Due to our daily activities, a lot of us habitually round our shoulders and backs with actions like driving, texting, computer work, cycling etc. In backbends we do exactly the opposite which is why they are so great.
The spinal column is a ‘stacked pile’ of vertebrae and discs. Groups of muscles extend all along it, covering and supporting it from all sides. Maintenance of the spine in a straight and aligned position, despite all movement, depends totally on the balanced supportive contraction of the muscles. The muscles themselves are unconsciously controlled through posture.

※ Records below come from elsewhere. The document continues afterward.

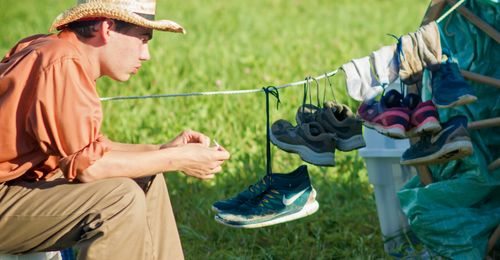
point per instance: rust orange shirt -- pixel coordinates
(50, 112)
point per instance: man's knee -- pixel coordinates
(127, 194)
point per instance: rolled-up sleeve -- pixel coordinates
(66, 117)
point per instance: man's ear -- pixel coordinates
(104, 31)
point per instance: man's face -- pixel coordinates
(126, 51)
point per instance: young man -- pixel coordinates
(62, 182)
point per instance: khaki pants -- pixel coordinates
(116, 218)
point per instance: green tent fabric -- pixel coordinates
(456, 214)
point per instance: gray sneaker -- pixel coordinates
(306, 113)
(309, 140)
(451, 143)
(338, 119)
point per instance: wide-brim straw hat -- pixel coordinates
(138, 12)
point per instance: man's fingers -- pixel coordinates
(216, 170)
(222, 155)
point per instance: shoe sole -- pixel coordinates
(463, 100)
(395, 131)
(448, 152)
(430, 125)
(307, 210)
(352, 143)
(305, 153)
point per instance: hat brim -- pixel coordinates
(89, 10)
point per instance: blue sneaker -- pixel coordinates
(449, 88)
(252, 192)
(451, 143)
(289, 197)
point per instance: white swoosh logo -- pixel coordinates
(292, 199)
(435, 138)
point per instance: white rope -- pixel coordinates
(455, 6)
(223, 92)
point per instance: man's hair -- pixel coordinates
(86, 29)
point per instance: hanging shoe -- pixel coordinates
(449, 88)
(306, 113)
(451, 143)
(424, 117)
(289, 197)
(253, 191)
(387, 116)
(309, 140)
(339, 120)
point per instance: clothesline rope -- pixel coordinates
(222, 92)
(455, 6)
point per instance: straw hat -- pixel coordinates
(138, 12)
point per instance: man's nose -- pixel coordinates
(145, 52)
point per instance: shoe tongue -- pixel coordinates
(392, 99)
(411, 101)
(314, 129)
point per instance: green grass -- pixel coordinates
(235, 44)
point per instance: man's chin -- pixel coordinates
(122, 78)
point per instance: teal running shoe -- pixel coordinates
(289, 197)
(449, 88)
(252, 192)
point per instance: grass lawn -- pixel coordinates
(235, 44)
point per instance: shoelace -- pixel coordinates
(273, 91)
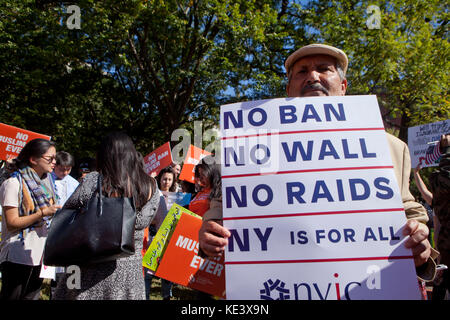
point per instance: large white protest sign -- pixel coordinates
(311, 200)
(423, 140)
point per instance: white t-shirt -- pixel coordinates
(12, 248)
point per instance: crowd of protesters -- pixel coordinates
(37, 184)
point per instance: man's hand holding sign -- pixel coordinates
(315, 192)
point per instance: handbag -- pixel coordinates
(102, 230)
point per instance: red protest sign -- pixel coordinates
(13, 139)
(181, 263)
(158, 159)
(193, 157)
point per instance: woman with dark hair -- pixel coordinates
(167, 179)
(28, 200)
(208, 179)
(122, 169)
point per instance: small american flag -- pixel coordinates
(433, 154)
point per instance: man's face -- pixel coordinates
(62, 171)
(315, 75)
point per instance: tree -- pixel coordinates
(405, 61)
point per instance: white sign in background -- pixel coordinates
(312, 203)
(421, 138)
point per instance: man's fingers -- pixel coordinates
(417, 233)
(213, 227)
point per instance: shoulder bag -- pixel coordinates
(101, 231)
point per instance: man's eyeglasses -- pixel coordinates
(49, 159)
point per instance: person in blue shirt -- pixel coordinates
(65, 183)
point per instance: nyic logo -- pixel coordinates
(277, 289)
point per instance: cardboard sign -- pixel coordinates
(159, 243)
(158, 159)
(193, 157)
(423, 143)
(181, 263)
(180, 198)
(312, 204)
(13, 139)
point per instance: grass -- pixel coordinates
(179, 292)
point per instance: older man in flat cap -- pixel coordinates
(319, 70)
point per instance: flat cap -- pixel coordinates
(317, 48)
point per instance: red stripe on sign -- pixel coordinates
(320, 260)
(313, 213)
(304, 171)
(299, 132)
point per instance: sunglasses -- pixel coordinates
(49, 159)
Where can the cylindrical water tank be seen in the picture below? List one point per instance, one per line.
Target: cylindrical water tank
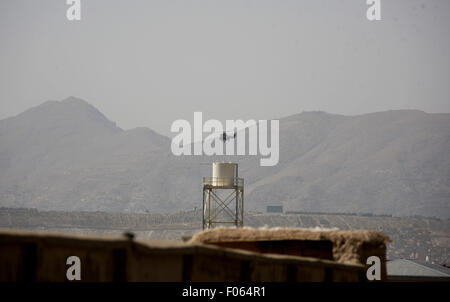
(224, 174)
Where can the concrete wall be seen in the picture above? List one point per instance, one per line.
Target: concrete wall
(42, 257)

Research has shown that 90 percent of backache has its origin in muscular imbalance. If the imbalances are prolonged then the stack pile of the vertebral column is misaligned, the ligaments are strained and symptoms of spondylitis, slipped disc, sciatica and osteoarthritis begin to develop.
When warming up to practise backbends, mobilise your spine in different directions; for example cat-cow variations, gentle twists and side bends. Backbends are also front stretches so they benefit from open and relaxed hips and the surrounding muscles. The front of the shoulders and chest also need to be warmed up for backbends. For perfect alignment in backbends it’s important to have the following:-
- Create a solid foundation
- Engage your core
- Relax your shoulders down and back and squeeze the shoulder blades together
- Keep the neck long and aim for an even arch over the whole spine.
- Keep the buttock muscles engaged during the backbend.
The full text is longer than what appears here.